El Community College se
encuentra en el condado de Allegheny, en Pennsylvania (EE.UU.). Su alumno más
joven se llama William Maillis, y de verdad es joven: ¡es un
“niño prodigio” de solo 9 años!
A los 6 meses, según cuentan sus padres,
William ya reconocía los números, a los 7 empezó a pronunciar frases
completas. A los 2 años sabía ya leer, escribir y multiplicar. A los
4 aprendió a leer en griego, a los 5 conocía la geometría y a los 7
dominaba conceptos de trigonometría.
Uno de los profesores de William, Aaron
Hoffman, cuenta que el niño es el único que no toma apuntes en el aula. Se
limita a escuchar, a leer y a absorber conocimientos.

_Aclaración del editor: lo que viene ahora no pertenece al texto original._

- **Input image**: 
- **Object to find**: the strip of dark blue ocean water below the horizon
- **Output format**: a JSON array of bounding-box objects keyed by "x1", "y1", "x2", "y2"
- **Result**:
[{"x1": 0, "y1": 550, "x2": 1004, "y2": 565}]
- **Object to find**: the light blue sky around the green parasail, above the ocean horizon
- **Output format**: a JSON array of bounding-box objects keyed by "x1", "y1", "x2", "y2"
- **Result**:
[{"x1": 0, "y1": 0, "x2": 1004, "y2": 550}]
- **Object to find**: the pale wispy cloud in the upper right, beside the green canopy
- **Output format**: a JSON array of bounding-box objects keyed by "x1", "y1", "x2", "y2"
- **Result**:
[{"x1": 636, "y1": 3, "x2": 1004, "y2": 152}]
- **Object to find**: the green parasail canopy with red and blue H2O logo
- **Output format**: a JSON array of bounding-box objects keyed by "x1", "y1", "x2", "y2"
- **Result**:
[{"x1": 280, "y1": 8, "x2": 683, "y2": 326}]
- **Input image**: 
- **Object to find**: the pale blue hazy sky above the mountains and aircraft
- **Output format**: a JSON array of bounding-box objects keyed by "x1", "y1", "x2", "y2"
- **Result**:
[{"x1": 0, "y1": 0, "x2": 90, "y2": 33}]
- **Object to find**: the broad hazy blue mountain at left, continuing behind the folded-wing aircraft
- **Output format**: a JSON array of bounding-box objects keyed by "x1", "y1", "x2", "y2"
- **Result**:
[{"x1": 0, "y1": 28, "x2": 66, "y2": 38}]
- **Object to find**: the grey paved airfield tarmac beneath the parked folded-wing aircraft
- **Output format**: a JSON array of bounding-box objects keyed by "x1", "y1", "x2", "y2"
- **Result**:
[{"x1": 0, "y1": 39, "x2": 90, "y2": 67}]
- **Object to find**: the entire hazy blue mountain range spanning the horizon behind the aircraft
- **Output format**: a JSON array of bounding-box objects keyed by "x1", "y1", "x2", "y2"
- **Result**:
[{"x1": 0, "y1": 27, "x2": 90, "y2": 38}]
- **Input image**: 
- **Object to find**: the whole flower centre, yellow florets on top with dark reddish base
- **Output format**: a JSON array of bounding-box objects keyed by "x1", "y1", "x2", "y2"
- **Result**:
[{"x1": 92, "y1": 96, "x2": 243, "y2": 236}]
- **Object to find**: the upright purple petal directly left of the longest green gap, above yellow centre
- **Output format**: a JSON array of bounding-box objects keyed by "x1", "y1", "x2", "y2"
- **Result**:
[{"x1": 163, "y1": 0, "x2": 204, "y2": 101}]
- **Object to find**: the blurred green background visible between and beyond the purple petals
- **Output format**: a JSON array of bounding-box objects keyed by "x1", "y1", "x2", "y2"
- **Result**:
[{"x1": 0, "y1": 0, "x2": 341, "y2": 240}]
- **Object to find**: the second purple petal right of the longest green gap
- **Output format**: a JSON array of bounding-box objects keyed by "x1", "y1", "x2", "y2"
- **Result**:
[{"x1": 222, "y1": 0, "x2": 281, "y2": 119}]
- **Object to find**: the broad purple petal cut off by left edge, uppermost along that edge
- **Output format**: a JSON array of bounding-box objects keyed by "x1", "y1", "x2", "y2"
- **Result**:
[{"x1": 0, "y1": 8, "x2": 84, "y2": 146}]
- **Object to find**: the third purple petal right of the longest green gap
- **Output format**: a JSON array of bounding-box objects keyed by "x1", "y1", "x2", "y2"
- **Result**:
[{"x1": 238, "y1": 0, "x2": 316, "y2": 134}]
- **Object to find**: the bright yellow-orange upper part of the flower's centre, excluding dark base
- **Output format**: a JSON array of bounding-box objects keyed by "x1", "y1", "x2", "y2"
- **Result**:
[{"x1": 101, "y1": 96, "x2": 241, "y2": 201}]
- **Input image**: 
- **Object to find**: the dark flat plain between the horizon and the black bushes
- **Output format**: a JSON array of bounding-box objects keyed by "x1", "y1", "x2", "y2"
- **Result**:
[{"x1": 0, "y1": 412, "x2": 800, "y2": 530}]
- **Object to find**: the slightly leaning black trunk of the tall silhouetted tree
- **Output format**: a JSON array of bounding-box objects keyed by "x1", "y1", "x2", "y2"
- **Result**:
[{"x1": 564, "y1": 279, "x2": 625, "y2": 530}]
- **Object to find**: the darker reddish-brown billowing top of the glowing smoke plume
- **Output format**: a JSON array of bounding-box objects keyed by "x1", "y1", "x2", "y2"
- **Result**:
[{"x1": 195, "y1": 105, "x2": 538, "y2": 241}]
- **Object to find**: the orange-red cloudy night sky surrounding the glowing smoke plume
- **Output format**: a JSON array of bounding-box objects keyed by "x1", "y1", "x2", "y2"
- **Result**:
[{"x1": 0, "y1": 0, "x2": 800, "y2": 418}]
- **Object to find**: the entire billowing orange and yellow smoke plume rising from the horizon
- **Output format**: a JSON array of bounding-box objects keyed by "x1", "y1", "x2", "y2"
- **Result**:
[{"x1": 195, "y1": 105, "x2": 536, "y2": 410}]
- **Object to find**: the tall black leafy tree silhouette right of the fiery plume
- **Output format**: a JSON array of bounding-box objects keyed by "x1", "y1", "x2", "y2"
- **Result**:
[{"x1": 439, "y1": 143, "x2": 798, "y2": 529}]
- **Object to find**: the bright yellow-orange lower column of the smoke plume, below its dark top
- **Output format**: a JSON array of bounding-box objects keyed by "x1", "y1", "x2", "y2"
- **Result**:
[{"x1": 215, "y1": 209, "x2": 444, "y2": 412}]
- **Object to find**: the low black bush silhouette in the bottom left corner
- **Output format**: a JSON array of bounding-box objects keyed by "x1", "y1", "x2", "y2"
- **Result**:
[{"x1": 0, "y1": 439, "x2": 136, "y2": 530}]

Por si no bastase, la revista People proporciona
una información significativa sobre el niño prodigio.
En una entrevista concedida a esta publicación, William
Maillis revela que quiere ser astrofísico para lograr un objetivo
muy específico en la vida: ayudar a la ciencia a
“probar que Dios existe”. William quiere demostrar que sólo una
fuerza externa es capaz de formar el universo.
Para avanzar en los estudios, proyecta
profundizar sus conocimientos de Física y Química, conseguir un
doctorado y mostrar que las teorías de los físicos Albert Einstein
y Stephen Hawking sobre el Universo no son correctas.
“Quiere demostrar a todos que Dios
existe, porque sólo una fuerza externa podría ser capaz de dar vida al cosmos”,
explicó su padre, Peter, contando que su hijo se dedica a diario a
desarrollar su propia teoría sobre la creación del Universo (Huffington
Post, 30 septiembre).
Peter, que es sacerdote
greco-ortodoxo, y su mujer, Nancy, siempre han apoyado a William en
su itinerario, alentándolo y creyendo en sus potencialidades, incluso cuando a
los 4 años no superó el test para acceder a la escuela primaria.
Convencidos de que el error no estaba en
las respuestas del hijo, sino en el esquema rígido del examen que no reflejaba
su extraordinaria inteligencia, Peter y Nancy consultaron a un psicólogo
de la facultad donde estudia el niño prodigio, quien definió a William como un
“genio puro”.
Los padres dicen que quieren mantener a
William con los pies en la tierra, aunque sin ahogar sus aspiraciones.“Sólo
quiero que aprecie el don que tiene”, declara Peter. “Dios te ha dado un don –
digo siempre a mi hijo – Lo peor sería rechazarlo y no usarlo para
mejorar el mundo” (Morning Ledger, 2 octubre).